Two lost toddlers weren’t passengers on their route, but these bus drivers took it upon themselves to make sure they get home safely.
Cressida Neal, a bus driver in Milwaukee, was working an early morning shift earlier this month when she saw a young boy walking on his own.
Neal got out of her seat and opened the door.
“Where are you coming from?” Neal could be heard asking in bus surveillance footage. “Oh my goodness, give me a hug, it’s OK.”
The boy had accidentally let himself out of his grandmother’s house and got lost, according to the Milwaukee County Transit System.
Neal called the police, and they were able to successfully bring the boy home.
That same morning, her colleague Cecilia Nation-Gardner saw a different toddler wandering around lost.
The girl was alone, wearing pajamas and carrying her blanket when Nation-Gardner encountered her.
She told Nation-Gardner that she was trying to find her mom, who lives in another state, and the kind bus driver was able to help the girl get back to her relatives, who were searching for her.
But this wasn’t the first time Nation-Gardner made headlines for her heroism.
In May, Nation-Gardner was hailed a hero for saving a young boy who wandered into traffic on his own.
She had been driving when she saw the toddler run into the middle of the street, and even though she honked her horn to alert other drivers, no one seemed to notice.
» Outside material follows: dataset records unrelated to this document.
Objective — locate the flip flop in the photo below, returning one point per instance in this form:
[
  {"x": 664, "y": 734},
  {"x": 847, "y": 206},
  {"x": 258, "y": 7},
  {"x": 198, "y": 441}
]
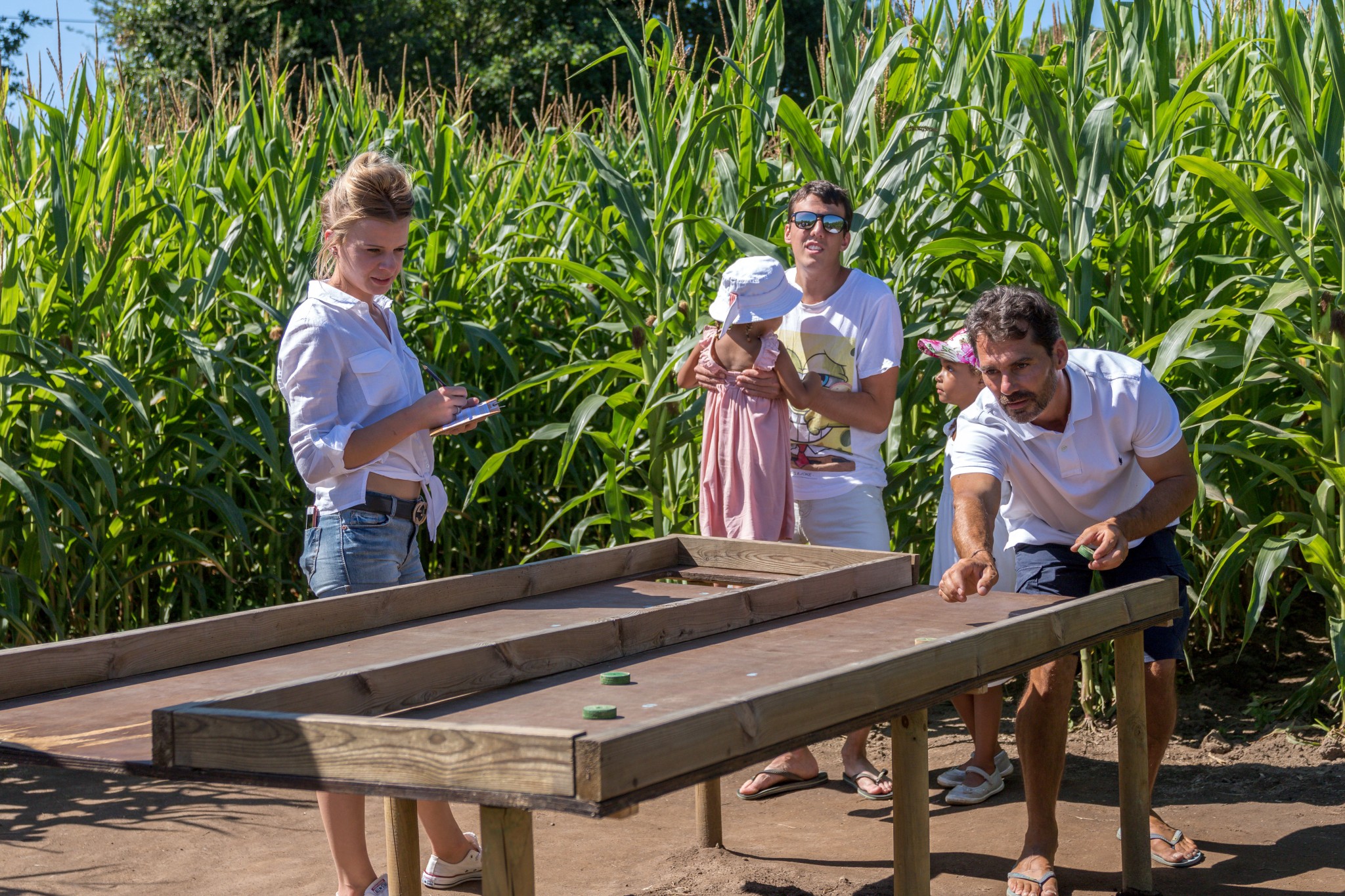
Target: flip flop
[
  {"x": 854, "y": 782},
  {"x": 1185, "y": 863},
  {"x": 1039, "y": 882},
  {"x": 791, "y": 782}
]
That’s when she jumped out of the bus and helped him to safety herself.
"I ended up leaving my layover two minutes later than normal," she told the Milwaukee County Transit System at the time. "That’s why I say I was in the right place at the right time. It was meant for me to be there. God does everything for a reason."
The 6-year-old boy has a disability and had wandered away from school, she later discovered.
She called the police immediately after, and was able to reunite the boy and his family.